CREATE AGGREGATE with the optional IF NOT EXISTS keywords either creates an aggregate if it does not already exist.

OR REPLACE and IF NOT EXISTS cannot be used together.

STYPE defines the type of the state value and must be specified.

The optional INITCOND defines the initial state value for the aggregate. It defaults to null. A non-null INITCOND must be specified for state functions that are declared with RETURNS NULL ON NULL INPUT.

SFUNC references an existing function to be used as the state modifying function. The type of first argument of the state function must match STYPE. The remaining argument types of the state function must match the argument types of the aggregate function. State is not updated for state functions declared with RETURNS NULL ON NULL INPUT and called with null.

The optional FINALFUNC is called just before the aggregate result is returned. It must take only one argument with type STYPE. The return type of the FINALFUNC may be a different type. A final function declared with RETURNS NULL ON NULL INPUT means that the aggregate’s return value will be null, if the last state is null.

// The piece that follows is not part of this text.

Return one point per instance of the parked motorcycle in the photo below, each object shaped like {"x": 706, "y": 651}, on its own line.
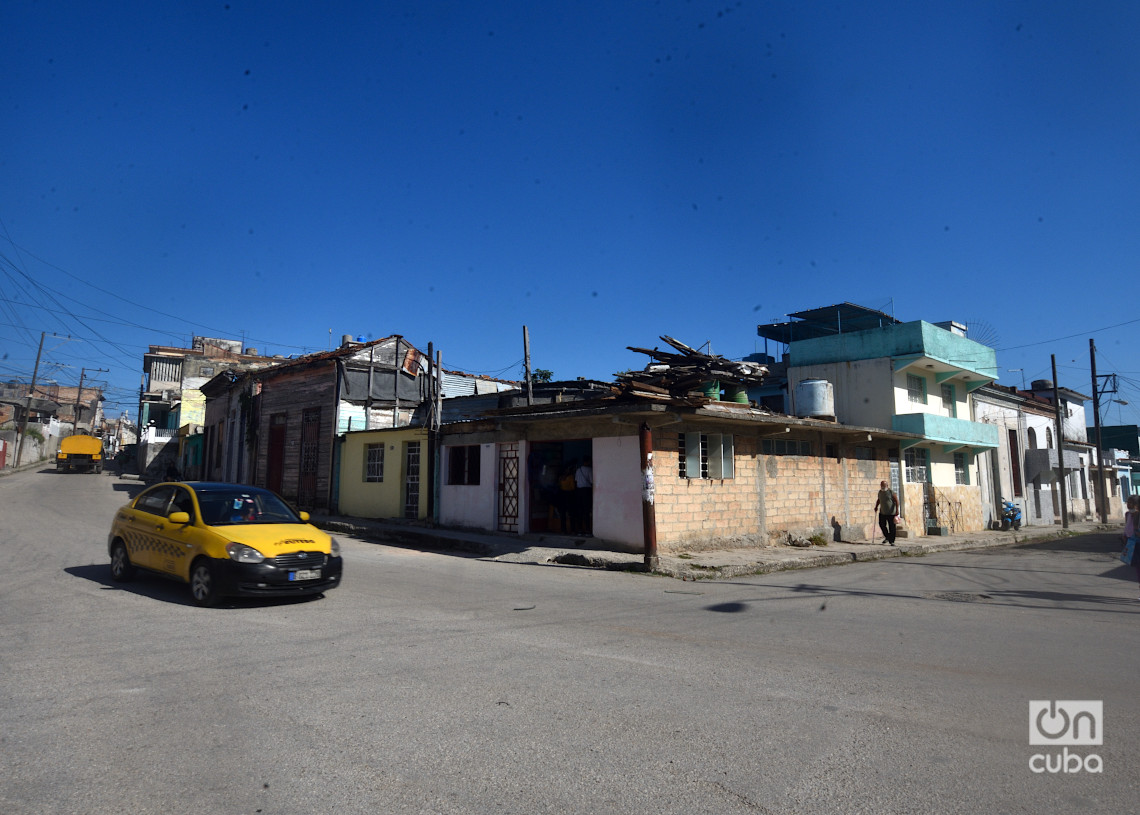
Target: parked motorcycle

If no FINALFUNC is defined, the overall return type of the aggregate function is STYPE. If a FINALFUNC is defined, it is the return type of that function.

DROP AGGREGATE

Dropping an user-defined aggregate function uses the DROP AGGREGATE statement:

drop_aggregate_statement ::=  DROP AGGREGATE [ IF EXISTS ] function_name [ '(' arguments_signature ')' ]

For instance:

DROP AGGREGATE myAggregate;
DROP AGGREGATE myKeyspace.anAggregate;
DROP AGGREGATE someAggregate ( int );
DROP AGGREGATE someAggregate ( text );

The DROP AGGREGATE statement removes an aggregate created using CREATE AGGREGATE. You must specify the argument types of the aggregate to drop if there are multiple aggregates with the same name but a different signature (overloaded aggregates).

DROP AGGREGATE with the optional IF EXISTS keywords drops an aggregate if it exists, and does nothing if a function with the signature does not exist.